ただしこれは「お酒を飲む量」に直結するので、飲めない人や体が弱い人には厳しい制度でもあります。
05|✅ メリット
ガールズバーで働くメリットを整理します。
- 夜職の中では始めやすい。未経験歓迎のお店が多く、面接もカジュアル
- ノルマなしのお店が多い。売上目標を課されるストレスが少ない
- カウンター越しなので身体的な距離が保てる。お触りの心配がキャバクラより少ない
- 私服OKのお店が多い。ドレス代がかからない分、初期費用を抑えられる
- シフトの自由度が高い。週2日・1日4時間から入れるお店も多い
- コミュニケーション力が身につく。就活や昼職でも活きるスキル
- 体入(体験入店)制度があるお店が多い。合わなければその日で辞められる
「夜の仕事に興味はあるけど、いきなりキャバクラは怖い」という人にとっては、最初の一歩としてハードルが低い。それがガルバの一番のメリットです。
06|⚠️ デメリットと注意点
メリットだけ見て飛び込むと後悔する可能性があるので、デメリットも正直に書きます。
- 生活リズムが崩れやすい。深夜2時まで働いて翌朝の授業や仕事に行くのはきつい
- 長時間の立ち仕事。ヒールを履くお店だと足への負担が大きい
- お酒を飲まないといけない場面がある。ドリンクバック制度がある店では避けられない
- 酔った客への対応が必須。絡まれたり、暴言を吐かれることもある
- 天引きが多く、思ったほど稼げない。求人の数字を鵜呑みにすると落差がある
- 家族や恋人に言いにくい。「ガールズバーで働いている」と言えずにストレスを抱える人は少なくない
- キャバクラほどは稼げない。月収でいうと頭打ちが早い
- お店によっては露出度の高い衣装を要求される。面接時に確認が必要
特に気をつけたいのは「天引き」と「お酒」の2つ。求人サイトの時給だけを見て判断すると、実際の手取りとの差にがっかりします。

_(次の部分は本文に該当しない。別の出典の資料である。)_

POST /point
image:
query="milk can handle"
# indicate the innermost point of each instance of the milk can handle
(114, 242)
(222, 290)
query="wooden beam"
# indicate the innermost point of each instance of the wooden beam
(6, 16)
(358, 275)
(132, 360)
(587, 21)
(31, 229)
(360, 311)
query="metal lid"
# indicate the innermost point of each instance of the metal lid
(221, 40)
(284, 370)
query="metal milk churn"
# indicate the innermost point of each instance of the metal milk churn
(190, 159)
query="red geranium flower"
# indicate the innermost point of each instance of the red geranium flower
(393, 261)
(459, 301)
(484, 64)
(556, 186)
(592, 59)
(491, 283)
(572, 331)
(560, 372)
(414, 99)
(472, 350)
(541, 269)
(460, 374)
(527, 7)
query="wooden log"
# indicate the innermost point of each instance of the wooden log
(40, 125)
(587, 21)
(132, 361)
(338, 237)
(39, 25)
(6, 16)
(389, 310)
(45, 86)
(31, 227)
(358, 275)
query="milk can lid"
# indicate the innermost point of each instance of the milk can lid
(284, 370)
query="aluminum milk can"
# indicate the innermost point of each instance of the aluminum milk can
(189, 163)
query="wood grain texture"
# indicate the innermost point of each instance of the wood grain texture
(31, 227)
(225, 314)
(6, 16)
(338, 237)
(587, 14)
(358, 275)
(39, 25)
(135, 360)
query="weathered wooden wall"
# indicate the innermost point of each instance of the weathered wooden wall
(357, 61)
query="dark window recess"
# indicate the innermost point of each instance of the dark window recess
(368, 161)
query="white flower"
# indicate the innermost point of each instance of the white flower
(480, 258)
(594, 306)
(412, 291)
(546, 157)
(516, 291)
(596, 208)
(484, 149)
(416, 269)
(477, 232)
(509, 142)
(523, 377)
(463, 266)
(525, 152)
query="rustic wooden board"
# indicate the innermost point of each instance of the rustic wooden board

お酒に関しては、ノンアルで対応させてもらえるお店もあれば、「うちは飲んでもらわないと困る」というお店もある。これは面接や体入で必ず確認してください。
07|🚨 こんなお店は避けたほうがいい
すべてのガールズバーが安全なわけではありません。以下に該当するお店は避けたほうがいいです。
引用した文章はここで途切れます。